Details:

What Happened?

The Battle Creek, MI. Brookside ENT and Hearing Services medical practice operated by Drs. William Scalf and John Bizon closed permanently in 2019 after a virus deleted patient medical and billing records. The ransomware virus copied all medical data, bills, and appointments and stored them in encrypted files. It then deleted everything, including the back-ups, overwriting the files to make them unrecoverable. In return for a payment of $6500, the hacker promised to send a password that would unlock the encrypted files.

Drs. Scalf and Bizon refused to pay the ransom because, they said, there was no guarantee that they would receive the password, that the password would work, or that the malware would not return. They were unable to recover any of the data or access the encrypted files. Without any patient records, the doctors felt that they had no choice but to close the practice.
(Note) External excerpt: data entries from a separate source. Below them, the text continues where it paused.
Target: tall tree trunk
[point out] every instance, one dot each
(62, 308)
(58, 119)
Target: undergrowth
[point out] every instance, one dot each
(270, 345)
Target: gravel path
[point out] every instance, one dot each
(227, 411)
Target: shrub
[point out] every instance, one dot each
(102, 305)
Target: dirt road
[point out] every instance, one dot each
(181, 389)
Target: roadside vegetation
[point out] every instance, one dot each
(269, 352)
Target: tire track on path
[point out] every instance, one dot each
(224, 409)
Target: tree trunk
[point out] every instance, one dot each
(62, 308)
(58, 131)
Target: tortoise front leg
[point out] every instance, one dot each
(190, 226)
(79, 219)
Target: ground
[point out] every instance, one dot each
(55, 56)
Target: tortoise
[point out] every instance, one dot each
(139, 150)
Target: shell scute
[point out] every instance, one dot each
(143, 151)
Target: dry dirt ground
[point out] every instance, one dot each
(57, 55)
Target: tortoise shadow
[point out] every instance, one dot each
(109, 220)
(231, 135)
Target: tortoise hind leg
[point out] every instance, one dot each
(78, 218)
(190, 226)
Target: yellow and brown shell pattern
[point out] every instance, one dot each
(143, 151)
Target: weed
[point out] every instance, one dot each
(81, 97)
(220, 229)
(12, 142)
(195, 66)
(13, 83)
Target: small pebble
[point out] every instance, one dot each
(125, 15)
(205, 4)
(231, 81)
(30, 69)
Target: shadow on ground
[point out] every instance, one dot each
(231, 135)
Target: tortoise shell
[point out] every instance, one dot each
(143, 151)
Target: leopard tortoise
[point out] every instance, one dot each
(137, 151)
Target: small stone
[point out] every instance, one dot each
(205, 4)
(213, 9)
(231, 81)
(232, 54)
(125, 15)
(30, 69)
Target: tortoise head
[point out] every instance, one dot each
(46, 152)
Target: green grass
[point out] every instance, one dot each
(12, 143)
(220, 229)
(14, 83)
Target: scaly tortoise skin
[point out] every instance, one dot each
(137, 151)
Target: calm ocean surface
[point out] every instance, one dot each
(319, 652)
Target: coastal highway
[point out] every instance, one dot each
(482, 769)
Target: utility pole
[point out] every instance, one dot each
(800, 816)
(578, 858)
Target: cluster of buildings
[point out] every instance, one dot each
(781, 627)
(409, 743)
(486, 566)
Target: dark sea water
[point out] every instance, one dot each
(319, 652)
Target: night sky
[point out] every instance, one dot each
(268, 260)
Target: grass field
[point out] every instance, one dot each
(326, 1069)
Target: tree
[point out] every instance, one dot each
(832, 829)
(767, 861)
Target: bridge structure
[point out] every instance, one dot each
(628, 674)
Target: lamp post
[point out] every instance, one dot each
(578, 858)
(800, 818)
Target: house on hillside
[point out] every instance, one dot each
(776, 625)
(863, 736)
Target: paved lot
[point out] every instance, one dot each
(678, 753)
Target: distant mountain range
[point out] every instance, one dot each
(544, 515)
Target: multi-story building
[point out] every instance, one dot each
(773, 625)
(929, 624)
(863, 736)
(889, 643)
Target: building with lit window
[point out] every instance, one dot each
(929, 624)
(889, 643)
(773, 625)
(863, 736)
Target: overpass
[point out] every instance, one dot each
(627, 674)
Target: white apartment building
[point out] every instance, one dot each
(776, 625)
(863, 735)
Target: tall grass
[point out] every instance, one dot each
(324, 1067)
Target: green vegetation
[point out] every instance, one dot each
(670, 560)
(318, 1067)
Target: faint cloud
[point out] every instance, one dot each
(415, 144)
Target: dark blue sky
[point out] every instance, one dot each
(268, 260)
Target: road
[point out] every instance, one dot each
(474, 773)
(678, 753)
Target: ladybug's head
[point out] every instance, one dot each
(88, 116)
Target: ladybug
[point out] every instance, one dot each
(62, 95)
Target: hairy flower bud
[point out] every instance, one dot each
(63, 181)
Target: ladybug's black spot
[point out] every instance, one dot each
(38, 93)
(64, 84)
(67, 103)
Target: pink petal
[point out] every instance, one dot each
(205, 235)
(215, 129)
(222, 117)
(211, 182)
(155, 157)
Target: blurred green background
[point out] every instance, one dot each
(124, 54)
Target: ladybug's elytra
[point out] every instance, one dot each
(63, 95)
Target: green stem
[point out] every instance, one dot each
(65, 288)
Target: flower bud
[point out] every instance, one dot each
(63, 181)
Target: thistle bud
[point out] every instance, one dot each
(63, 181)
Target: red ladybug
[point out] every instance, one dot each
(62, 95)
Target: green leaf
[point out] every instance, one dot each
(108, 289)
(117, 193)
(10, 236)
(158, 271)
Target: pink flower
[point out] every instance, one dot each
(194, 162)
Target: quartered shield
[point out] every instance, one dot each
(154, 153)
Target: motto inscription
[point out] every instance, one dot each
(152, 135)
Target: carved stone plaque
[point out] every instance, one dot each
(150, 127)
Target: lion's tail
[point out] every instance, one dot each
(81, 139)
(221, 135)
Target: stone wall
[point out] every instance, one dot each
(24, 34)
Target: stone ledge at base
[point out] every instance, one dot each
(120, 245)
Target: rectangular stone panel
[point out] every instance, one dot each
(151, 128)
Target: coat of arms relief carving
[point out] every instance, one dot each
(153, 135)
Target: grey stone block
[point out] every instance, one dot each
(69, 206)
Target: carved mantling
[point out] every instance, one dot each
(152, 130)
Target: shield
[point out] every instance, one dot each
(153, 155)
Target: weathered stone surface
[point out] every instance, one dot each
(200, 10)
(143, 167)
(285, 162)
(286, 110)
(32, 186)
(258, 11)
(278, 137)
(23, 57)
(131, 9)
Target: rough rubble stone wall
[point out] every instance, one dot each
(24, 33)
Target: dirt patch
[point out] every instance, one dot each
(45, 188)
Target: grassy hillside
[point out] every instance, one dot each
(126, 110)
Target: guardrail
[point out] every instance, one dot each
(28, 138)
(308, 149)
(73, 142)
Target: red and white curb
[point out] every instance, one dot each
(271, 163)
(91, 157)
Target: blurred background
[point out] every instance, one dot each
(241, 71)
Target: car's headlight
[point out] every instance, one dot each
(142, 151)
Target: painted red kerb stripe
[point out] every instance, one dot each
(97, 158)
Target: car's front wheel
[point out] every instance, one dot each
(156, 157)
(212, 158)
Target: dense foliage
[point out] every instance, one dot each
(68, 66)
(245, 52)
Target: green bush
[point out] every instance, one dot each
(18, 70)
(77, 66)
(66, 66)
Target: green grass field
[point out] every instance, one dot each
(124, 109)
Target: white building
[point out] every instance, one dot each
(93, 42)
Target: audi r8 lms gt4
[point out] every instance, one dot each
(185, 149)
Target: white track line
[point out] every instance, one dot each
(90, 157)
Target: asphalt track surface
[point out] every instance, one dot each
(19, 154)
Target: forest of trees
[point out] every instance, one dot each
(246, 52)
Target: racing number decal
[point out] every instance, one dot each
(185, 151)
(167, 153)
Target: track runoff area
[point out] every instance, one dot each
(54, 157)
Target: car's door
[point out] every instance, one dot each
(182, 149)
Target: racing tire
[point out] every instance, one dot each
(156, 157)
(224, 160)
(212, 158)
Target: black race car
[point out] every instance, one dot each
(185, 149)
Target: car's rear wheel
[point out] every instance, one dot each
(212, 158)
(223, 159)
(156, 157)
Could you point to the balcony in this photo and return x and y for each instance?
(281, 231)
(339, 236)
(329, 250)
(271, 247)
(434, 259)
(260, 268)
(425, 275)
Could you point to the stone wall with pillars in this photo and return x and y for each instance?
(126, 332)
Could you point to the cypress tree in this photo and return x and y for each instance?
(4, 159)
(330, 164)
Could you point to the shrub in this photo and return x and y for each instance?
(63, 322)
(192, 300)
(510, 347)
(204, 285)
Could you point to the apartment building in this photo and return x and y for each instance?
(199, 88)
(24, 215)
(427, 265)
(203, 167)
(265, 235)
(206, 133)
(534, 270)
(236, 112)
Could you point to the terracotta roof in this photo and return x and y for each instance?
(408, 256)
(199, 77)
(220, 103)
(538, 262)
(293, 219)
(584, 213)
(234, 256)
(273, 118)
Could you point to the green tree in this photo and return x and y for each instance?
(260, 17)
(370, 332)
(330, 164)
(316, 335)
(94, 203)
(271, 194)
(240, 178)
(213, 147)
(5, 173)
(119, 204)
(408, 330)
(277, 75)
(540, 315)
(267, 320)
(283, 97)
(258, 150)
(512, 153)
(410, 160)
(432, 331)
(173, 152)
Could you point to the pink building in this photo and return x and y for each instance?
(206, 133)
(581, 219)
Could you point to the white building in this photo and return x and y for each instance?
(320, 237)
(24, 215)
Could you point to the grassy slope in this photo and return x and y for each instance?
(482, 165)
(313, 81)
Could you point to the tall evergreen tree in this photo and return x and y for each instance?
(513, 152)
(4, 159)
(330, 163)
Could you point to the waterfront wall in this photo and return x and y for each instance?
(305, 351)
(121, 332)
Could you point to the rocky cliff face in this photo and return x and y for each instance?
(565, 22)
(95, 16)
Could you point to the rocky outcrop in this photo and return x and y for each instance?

The attack had a significant impact on patients. The doctors couldn’t let their patients know what had happened because they no longer had any patient contact information or appointment details. As a result, Dr. Scalf had to stay on for a short period, seeing patients as they turned up and advising them that the practice would be closed. They no longer had access to test results, and patients had to find new healthcare providers.

The attack on the Michigan medical practice comes against a background of increasing cyber-attacks on Michigan and Minnesota medical practices, clinics, and hospitals. Some are too small to have a full-time IT person on staff, and many don’t have a comprehensive IT security strategy.